They went to the cash register and paid for the skirt. Then Nita's mom drove them to the supermarket, and as they tooled up and down the aisles with the cart, Nita began to feel normal, almost against her will. But then, while standing there with a bottle of mouthwash in her hand and working out if it was a better bargain than other bottles nearby, Nita's mother suddenly turned to her and said, "What kind of dinosaurs?"

Boy, Nita thought, maybe it's a good thing I didn't mention the giant squid!

When Nita and her mom got home, Nita and Dairine helped put away the groceries (and Nita helped her mom keep Dairine out of them); so it was half an hour before she could get up to her room and fish out her manual. As she picked it up, she felt a faint fizz about the covers, a silent notification that there was a message waiting for her. Hurriedly she flipped it open to the back page. At the top of the page was Kit's name and his manual reference. In the middle of the page were the words: If you need some time by yourself, feel free.
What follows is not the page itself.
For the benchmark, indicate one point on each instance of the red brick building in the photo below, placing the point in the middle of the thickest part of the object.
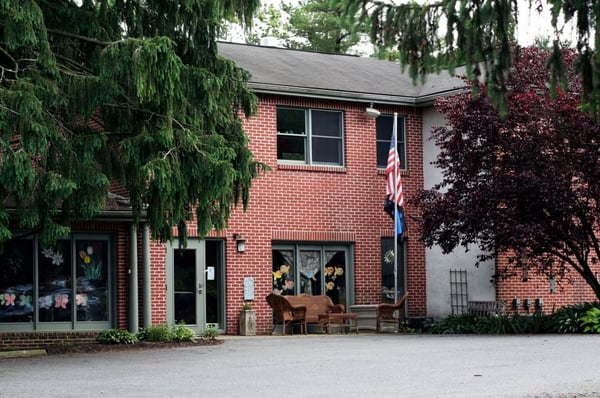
(315, 222)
Just that. No annotation, no explanation. Nita flushed hot and cold, then hot again. Why, that little— He wouldn't even pkk up the phone and call me! Or else he's really, really mad, and be doesn't trust himself to talk to me. Or maybe he just doesn't feel like it.

Nita felt an immediate twinge of guilt... and then stomped on it. Why should I feel guilty when he's the one who's screwing up? And then can't take the heat when someone tries to straighten him out about it?

Time by myself? Fine.

"Fine," she said to the manual.

Send reply?

"Yeah, send it," Nita said.

Her reply spelled itself out in the Speech on the page, added a time stamp, and archived itself. Sent.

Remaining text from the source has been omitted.